Data from: Who’s for dinner? High-throughput sequencing reveals bat diet differentiation in a biodiversity hotspot where prey taxonomy is largely undescribed
Burgar, Joanna M. et al. (2013), Data from: Who’s for dinner? High-throughput sequencing reveals bat diet differentiation in a biodiversity hotspot where prey taxonomy is largely undescribed, Dryad, Dataset, https://doi.org/10.5061/dryad.km6ph
Effective management and conservation of biodiversity requires understanding of predator–prey relationships to ensure the continued existence of both predator and prey populations. Gathering dietary data from predatory species, such as insectivorous bats, often presents logistical challenges, further exacerbated in biodiversity hot spots because prey items are highly speciose, yet their taxonomy is largely undescribed. We used high-throughput sequencing (HTS) and bioinformatic analyses to phylogenetically group DNA sequences into molecular operational taxonomic units (MOTUs) to examine predator–prey dynamics of three sympatric insectivorous bat species in the biodiversity hotspot of south-western Australia.
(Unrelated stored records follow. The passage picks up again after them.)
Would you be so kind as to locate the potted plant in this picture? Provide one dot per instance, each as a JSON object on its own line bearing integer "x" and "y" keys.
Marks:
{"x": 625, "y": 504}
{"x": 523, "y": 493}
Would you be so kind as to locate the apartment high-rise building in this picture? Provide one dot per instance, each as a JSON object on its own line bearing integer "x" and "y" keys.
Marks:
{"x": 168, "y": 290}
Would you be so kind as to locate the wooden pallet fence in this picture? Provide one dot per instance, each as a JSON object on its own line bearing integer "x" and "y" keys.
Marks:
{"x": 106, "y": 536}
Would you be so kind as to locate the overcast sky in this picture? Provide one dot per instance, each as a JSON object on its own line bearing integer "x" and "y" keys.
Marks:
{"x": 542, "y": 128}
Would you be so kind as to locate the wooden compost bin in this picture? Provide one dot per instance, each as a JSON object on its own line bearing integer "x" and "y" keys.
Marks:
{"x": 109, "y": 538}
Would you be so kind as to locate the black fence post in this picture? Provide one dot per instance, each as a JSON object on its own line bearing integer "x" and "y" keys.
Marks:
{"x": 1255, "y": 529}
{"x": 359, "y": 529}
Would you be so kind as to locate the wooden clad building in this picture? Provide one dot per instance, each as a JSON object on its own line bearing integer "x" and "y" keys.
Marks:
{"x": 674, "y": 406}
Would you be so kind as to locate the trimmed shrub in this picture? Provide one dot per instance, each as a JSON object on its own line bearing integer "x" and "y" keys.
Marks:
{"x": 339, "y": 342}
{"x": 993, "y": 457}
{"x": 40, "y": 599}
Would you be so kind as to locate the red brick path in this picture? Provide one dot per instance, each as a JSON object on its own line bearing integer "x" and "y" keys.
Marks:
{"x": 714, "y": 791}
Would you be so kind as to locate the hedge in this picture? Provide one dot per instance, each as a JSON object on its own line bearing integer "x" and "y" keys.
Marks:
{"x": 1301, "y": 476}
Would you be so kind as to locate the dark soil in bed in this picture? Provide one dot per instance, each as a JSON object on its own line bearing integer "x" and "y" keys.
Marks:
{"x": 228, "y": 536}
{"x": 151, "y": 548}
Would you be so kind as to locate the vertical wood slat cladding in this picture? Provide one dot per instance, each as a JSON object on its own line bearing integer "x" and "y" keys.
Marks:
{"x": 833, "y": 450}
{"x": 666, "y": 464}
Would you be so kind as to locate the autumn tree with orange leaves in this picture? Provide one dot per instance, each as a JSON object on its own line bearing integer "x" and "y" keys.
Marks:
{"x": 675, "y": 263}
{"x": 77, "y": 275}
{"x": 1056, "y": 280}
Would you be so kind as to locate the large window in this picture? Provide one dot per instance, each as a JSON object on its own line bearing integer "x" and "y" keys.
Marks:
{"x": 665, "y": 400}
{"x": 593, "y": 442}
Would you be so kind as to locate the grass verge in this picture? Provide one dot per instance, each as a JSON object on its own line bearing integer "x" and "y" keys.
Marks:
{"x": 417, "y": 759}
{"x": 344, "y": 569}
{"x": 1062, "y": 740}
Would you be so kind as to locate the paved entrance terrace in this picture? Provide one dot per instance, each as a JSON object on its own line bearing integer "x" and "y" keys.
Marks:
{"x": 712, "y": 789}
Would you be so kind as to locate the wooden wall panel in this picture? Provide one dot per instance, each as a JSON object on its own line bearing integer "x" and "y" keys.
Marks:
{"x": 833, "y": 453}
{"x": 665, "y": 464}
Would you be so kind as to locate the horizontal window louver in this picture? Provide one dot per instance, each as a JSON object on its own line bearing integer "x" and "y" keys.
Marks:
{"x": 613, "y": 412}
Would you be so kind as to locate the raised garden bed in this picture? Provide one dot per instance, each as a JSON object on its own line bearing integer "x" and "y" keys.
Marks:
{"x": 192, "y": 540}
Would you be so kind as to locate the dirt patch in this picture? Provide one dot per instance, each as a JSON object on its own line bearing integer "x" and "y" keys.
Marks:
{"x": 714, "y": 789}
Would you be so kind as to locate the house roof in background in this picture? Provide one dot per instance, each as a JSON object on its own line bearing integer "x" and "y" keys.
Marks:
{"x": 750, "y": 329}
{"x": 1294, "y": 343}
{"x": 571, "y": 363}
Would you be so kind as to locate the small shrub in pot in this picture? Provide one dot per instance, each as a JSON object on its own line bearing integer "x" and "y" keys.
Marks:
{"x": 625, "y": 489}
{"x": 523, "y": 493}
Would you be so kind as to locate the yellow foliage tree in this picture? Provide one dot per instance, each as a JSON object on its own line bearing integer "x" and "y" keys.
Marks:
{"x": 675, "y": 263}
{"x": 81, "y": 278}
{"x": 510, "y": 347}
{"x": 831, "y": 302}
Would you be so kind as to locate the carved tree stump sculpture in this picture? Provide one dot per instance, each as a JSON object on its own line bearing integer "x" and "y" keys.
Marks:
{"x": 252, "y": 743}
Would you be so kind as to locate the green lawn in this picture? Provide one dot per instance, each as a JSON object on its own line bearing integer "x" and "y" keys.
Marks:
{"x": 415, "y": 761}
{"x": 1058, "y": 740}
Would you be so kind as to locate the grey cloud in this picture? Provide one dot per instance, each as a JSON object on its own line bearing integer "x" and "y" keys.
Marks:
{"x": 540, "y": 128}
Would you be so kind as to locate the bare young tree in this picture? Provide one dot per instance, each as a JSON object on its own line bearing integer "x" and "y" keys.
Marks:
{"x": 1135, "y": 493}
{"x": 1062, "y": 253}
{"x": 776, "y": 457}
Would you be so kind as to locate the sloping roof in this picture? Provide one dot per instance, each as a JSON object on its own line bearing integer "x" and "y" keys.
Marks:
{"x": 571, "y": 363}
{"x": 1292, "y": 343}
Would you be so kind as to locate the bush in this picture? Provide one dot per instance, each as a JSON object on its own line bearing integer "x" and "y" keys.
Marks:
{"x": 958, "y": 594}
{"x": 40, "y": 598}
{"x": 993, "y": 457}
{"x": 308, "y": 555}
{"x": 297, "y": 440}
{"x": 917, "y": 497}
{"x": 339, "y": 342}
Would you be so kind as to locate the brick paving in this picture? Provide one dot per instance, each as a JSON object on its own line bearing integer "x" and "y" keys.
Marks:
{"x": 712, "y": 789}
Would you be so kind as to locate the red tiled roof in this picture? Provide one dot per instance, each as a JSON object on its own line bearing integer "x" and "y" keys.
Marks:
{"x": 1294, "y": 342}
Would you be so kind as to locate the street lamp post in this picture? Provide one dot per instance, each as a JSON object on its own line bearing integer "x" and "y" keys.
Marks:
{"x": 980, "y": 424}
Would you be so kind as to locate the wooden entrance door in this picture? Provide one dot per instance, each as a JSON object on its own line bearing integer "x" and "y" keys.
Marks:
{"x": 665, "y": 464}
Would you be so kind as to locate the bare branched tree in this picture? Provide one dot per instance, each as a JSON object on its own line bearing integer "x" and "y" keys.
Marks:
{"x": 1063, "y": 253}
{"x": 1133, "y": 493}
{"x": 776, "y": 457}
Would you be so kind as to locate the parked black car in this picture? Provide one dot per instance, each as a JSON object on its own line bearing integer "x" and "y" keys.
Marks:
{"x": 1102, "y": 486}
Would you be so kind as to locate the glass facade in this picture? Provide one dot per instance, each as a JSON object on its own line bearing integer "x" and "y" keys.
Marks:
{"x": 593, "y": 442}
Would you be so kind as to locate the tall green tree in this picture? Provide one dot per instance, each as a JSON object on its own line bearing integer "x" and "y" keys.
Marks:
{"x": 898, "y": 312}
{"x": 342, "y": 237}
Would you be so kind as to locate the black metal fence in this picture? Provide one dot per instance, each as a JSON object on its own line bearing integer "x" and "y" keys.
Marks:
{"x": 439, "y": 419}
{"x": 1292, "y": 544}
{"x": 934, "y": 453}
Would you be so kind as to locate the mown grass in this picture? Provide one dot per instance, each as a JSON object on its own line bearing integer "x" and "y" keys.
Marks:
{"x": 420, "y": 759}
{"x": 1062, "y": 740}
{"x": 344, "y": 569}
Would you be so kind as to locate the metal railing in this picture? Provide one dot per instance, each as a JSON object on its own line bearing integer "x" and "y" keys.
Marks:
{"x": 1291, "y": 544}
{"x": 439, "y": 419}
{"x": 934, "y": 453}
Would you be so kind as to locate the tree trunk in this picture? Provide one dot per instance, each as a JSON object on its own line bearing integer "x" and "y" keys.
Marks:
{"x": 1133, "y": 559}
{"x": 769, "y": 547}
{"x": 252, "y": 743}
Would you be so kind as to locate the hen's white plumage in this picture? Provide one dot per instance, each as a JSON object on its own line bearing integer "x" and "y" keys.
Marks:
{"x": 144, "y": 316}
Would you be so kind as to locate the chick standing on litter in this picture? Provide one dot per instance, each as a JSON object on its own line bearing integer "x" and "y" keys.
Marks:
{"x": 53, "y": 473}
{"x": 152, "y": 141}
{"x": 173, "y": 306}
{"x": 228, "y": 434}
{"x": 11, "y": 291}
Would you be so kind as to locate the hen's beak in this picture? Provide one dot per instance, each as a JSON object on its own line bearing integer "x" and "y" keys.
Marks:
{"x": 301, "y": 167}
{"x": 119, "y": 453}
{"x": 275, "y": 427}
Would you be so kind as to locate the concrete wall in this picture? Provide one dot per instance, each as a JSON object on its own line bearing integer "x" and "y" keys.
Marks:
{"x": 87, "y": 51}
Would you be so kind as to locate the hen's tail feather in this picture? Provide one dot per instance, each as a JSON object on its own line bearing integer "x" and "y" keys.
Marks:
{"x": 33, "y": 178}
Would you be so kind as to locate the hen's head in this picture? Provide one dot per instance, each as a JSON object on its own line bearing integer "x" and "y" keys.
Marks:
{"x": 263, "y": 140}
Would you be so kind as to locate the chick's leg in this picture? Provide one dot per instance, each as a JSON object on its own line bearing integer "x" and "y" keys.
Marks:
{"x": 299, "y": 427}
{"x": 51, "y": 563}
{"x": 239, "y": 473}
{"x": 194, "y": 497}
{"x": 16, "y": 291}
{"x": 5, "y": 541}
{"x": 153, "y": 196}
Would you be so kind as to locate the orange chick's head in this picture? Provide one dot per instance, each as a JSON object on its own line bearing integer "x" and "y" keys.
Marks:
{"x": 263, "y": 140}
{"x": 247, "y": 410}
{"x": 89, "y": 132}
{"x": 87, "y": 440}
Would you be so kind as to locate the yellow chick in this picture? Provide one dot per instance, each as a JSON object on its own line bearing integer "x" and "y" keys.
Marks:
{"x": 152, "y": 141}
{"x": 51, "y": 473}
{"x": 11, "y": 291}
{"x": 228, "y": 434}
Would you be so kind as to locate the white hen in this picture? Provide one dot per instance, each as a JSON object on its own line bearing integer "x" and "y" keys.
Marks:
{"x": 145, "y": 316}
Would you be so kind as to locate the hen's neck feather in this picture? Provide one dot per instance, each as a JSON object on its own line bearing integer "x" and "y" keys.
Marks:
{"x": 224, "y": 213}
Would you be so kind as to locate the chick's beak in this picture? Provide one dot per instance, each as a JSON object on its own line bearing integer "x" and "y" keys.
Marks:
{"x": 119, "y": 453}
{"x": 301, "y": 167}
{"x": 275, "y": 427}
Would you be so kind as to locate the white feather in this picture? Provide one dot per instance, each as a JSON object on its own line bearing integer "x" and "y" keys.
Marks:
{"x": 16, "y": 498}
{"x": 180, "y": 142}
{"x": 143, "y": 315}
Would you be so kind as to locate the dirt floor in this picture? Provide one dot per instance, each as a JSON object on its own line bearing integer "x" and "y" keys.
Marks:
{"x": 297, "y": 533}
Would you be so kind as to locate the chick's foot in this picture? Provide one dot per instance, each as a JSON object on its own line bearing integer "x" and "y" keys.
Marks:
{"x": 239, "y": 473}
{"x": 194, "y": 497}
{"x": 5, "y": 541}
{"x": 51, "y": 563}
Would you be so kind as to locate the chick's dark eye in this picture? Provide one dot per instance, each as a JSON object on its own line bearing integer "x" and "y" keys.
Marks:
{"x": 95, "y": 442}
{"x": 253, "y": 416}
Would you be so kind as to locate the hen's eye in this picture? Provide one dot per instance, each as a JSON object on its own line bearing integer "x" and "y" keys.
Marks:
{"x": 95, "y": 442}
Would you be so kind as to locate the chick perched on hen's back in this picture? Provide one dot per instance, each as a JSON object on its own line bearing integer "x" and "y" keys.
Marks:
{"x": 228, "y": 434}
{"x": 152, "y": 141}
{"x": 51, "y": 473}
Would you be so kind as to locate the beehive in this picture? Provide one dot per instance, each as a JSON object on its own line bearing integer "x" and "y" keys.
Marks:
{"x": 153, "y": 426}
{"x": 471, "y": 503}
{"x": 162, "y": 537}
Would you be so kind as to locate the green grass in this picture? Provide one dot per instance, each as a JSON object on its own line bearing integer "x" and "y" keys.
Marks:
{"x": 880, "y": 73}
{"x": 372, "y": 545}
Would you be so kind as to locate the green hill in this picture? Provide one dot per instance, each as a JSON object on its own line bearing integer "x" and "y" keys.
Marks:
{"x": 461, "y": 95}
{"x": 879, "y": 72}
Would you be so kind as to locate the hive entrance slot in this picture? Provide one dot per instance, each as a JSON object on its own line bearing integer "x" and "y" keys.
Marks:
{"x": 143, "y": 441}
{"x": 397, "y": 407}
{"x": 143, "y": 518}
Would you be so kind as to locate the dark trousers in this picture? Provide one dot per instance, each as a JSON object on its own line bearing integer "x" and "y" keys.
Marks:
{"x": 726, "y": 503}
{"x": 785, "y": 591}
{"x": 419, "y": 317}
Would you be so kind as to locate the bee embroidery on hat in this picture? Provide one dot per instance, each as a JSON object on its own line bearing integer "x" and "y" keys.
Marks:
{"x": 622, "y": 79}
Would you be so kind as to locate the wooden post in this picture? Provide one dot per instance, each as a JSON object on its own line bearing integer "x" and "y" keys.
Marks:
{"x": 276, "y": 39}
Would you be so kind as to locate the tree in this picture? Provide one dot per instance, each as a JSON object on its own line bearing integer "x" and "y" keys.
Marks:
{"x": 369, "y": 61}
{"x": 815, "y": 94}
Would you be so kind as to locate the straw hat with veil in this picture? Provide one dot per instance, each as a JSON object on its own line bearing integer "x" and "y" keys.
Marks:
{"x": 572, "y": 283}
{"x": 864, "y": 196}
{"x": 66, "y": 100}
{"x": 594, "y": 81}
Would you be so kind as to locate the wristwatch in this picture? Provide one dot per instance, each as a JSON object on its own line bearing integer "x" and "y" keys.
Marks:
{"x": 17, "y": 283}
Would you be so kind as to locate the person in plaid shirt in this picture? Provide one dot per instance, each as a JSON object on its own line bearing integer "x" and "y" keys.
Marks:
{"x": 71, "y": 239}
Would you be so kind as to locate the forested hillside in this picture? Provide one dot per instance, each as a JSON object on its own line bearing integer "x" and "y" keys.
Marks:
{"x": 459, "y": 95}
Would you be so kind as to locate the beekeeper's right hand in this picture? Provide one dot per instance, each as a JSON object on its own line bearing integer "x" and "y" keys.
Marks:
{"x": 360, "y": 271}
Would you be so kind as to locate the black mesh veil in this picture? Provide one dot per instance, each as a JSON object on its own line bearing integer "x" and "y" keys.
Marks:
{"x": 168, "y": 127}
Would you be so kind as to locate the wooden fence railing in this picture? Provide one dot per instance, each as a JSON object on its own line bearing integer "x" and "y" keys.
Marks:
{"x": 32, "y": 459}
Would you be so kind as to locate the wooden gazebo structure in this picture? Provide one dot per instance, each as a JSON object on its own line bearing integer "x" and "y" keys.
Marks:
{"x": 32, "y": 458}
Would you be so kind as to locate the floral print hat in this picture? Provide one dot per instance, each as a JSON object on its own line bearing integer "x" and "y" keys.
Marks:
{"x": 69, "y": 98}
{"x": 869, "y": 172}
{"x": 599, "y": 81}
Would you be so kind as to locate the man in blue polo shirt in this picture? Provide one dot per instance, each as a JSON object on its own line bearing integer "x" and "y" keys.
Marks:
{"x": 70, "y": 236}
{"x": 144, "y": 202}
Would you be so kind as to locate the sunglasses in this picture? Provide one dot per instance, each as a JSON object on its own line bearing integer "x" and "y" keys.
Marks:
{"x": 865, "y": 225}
We could only assign between 4% and 20% of MOTUs to known genera or species, depending on the method used, underscoring the importance of examining dietary diversity irrespective of taxonomic knowledge in areas lacking a comprehensive genetic reference database. MOTU analysis confirmed that resource partitioning occurred, with dietary divergence positively related to the ecomorphological divergence of the three bat species. We predicted that bat species' diets would converge during times of high energetic requirements, that is, the maternity season for females and the mating season for males. There was an interactive effect of season on female, but not male, bat species' diets, although small sample sizes may have limited our findings. Contrary to our predictions, females of two ecomorphologically similar species showed dietary convergence during the mating season rather than the maternity season. HTS-based approaches can help elucidate complex predator–prey relationships in highly speciose regions, which should facilitate the conservation of biodiversity in genetically uncharacterized areas, such as biodiversity hotspots.